Doch Meyer, der ausserordentlich zurückhaltend kommuniziert, sagte damals allen Ernstes: «Wir haben den Entscheid gemeinsam gefällt. Weiler und ich sind ein Team.» Doch Juric hat keinen neuen Verein gefunden. Meyer hat sich auf hilflose Art und Weise ein Problem aufgehalst, das einen mittlerweile verunsicherten FCL bis zum Sommer begleiten wird.

Die sportliche Leitung und Weiler waren schon länger keine Einheit mehr, wie es die offizielle Verlautbarung des Vereins bestätigt. Die Frage ist: Warum hat der in einen freien Fall übergegangene Super-Ligist einen Trainer überhaupt in die Rückrunde starten lassen, wenn es schwerwiegende Differenzen gegeben hat? Und darüber hinaus: Ist man auf dem Transfermarkt untätig geblieben, weil man Geld sparen wollte für eine sich abzeichnende Trainerentlassung?
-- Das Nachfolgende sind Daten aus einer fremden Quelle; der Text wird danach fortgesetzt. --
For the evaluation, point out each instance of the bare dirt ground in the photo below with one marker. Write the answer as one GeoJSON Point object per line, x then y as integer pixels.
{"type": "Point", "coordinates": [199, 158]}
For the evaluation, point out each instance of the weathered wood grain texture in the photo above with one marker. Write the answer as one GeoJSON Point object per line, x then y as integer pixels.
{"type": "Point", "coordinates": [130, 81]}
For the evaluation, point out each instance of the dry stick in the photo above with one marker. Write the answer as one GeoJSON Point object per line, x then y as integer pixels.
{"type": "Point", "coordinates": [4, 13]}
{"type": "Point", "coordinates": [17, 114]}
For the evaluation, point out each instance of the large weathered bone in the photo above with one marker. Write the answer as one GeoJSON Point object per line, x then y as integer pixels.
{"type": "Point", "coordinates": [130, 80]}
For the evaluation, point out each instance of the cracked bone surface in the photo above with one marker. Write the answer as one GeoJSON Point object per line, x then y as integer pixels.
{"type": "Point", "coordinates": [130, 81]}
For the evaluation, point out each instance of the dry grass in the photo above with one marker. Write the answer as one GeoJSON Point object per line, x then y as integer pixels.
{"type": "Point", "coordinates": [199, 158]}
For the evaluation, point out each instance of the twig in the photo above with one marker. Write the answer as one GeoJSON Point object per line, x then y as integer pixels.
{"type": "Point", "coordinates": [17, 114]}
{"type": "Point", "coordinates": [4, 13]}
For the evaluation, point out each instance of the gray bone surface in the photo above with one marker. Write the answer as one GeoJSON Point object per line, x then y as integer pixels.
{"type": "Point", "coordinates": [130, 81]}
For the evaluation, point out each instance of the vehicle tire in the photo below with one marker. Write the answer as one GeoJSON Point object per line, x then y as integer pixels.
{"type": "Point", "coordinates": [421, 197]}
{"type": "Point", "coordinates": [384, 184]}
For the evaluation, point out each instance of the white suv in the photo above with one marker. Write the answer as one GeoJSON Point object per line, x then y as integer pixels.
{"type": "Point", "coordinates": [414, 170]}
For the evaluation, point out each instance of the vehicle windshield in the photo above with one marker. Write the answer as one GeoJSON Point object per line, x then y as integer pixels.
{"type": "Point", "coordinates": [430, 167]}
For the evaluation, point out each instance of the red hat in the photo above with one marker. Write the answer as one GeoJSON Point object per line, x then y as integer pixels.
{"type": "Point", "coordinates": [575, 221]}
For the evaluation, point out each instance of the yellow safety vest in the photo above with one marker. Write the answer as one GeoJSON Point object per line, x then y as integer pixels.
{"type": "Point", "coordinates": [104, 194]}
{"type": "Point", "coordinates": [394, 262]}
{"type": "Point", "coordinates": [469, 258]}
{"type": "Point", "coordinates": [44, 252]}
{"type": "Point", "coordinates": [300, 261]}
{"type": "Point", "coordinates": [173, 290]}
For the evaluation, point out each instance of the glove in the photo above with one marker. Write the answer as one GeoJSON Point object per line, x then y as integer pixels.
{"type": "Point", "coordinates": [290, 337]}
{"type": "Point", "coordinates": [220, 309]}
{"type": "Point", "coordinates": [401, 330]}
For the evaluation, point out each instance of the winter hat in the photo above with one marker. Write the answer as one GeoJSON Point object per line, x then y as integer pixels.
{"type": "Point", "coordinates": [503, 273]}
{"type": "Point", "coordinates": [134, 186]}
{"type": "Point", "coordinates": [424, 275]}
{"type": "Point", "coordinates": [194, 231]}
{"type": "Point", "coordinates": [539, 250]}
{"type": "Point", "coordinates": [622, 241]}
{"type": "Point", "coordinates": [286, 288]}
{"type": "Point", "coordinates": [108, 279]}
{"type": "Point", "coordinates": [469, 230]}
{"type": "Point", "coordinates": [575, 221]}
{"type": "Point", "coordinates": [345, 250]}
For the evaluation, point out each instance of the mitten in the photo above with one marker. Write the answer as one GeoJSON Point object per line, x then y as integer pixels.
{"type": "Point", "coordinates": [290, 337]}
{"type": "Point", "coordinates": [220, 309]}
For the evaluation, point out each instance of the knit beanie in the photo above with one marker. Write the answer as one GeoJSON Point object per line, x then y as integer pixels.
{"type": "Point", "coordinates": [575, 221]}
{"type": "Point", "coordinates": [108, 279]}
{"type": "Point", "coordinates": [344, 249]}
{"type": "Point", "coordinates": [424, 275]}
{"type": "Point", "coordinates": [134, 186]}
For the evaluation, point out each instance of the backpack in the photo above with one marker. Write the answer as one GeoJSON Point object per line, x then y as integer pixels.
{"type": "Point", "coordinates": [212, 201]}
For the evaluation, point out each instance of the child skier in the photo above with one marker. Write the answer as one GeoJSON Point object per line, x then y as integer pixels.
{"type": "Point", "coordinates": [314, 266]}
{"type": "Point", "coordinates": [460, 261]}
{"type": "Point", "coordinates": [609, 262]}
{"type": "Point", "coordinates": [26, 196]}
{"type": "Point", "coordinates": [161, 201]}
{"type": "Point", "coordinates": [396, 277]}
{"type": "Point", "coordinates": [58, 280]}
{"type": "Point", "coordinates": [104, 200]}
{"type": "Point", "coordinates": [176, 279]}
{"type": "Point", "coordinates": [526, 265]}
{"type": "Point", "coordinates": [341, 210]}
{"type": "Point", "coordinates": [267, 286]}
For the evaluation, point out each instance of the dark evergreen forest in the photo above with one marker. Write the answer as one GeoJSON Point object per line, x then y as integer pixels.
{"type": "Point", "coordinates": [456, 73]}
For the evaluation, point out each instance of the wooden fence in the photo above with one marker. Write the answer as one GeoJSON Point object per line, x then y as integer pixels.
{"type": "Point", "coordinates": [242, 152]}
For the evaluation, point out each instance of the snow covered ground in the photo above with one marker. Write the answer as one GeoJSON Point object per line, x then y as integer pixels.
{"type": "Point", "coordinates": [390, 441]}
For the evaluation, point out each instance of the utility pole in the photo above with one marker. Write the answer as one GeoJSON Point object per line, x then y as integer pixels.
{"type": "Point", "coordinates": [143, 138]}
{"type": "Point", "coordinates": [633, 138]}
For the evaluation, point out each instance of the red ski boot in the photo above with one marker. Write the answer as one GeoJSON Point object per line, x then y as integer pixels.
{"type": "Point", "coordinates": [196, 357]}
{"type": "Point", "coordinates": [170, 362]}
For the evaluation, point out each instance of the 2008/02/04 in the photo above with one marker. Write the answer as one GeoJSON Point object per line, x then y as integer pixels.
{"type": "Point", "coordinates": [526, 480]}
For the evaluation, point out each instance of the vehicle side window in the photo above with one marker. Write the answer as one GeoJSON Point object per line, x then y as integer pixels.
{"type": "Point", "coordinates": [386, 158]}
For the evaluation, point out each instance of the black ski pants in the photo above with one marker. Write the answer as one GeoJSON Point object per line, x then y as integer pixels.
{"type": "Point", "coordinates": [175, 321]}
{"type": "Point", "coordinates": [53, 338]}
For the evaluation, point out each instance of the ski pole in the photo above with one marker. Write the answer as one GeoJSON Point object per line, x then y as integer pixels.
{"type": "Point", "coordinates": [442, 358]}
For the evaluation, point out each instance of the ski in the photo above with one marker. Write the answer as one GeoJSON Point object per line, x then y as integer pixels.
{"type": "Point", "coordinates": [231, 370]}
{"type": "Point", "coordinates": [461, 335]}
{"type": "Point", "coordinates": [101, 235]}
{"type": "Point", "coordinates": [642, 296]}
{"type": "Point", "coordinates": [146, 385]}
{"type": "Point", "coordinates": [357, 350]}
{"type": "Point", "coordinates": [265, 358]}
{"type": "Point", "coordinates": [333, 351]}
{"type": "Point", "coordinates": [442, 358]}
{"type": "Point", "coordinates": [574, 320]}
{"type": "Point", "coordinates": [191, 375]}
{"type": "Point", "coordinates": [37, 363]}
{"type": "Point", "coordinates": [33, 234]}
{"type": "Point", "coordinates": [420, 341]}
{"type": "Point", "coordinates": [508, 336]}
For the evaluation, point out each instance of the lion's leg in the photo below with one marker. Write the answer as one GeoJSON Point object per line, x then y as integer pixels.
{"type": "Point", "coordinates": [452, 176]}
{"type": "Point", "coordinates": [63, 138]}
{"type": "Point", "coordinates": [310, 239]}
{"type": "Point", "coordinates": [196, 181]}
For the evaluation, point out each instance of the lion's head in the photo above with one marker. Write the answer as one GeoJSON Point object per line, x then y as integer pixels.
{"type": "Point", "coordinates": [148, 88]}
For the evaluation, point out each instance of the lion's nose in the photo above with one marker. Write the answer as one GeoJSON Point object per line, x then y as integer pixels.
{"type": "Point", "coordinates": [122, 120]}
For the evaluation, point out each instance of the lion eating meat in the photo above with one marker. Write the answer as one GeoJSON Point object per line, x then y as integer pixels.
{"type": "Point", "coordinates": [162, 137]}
Weilers Entlassung kostet den FCL mindestens eine Million Franken

Dazu muss man wissen: Weilers Vertrag läuft noch zweieinhalb Jahre bis 2021. Und einem Insider zufolge ist es der teuerste Vertrag mit einem Trainer, den der FC Luzern in diesem Jahrtausend abgeschlossen hat. Mindestens eine Million Franken kostet den FCL die Entlassung Weilers.

Darüber hinaus beinhaltete der Vertrag noch eine ab Sommer gültige Ausstiegsklausel, wie Weiler in einem Interview mit zentralplus gestand. Vor Wochen sagte er auf die Frage, ob der Verein auch einen gewissen Ehrgeiz an den Tag legen müsse, um ihn nicht zu frustrieren: «Es ist richtig, dass ich etwas erreichen will. Und es ist einer Zusammenarbeit sicher förderlich, wenn der Verein einen ähnlichen Ehrgeiz und Geist zeigt.»

Es mag geradezu kurios anmuten, dass der FCL mit seinen Investoren im Hintergrund bereit ist, viel Geld in die Hand zu nehmen für eine Trennung von Weiler. Gleichzeitig war er aber nicht bereit, in neue Spieler zu investieren, die dieser FCL dringend benötigt hätte. Der Vorsprung auf einen möglichen Abstiegsplatz (Barrage-Platz 9) ist auf sechs Punkte geschrumpft. Und die nächsten Gegner heissen FC Zürich und der Tabellenletzte GC. Jeweils auswärts im Letzigrund.

Meyer hat sich unter Hochdruck gesetzt

Droht dem FCL nach einem ordentlichen 2018 die Rückkehr ins Chaos? Bis zum Sonntagabend machten die Luzerner den Eindruck, als ob sie sich nun einer professionellen Führung und einer sportlichen Kontinuität verschrieben hätten. Dieser Beweis ist nun aber wieder neu anzutreten.

Im Gegensatz zum gradlinigen Weiler, der sich international schon einen Namen gemacht hat, muss Meyer erst noch den Beweis antreten, dass er den FC Luzern in eine sportlich erbauliche Zukunft führen kann. Mit dem Entscheid, Weiler zu entlassen, hat sich der Sportchef nun unter Hochdruck gesetzt. Der Neue wird der vierte FCL-Trainer in etwas mehr als einem Jahr sein. Meyers Wahl muss sitzen. Sonst darf er keine Zukunft im FC Luzern haben.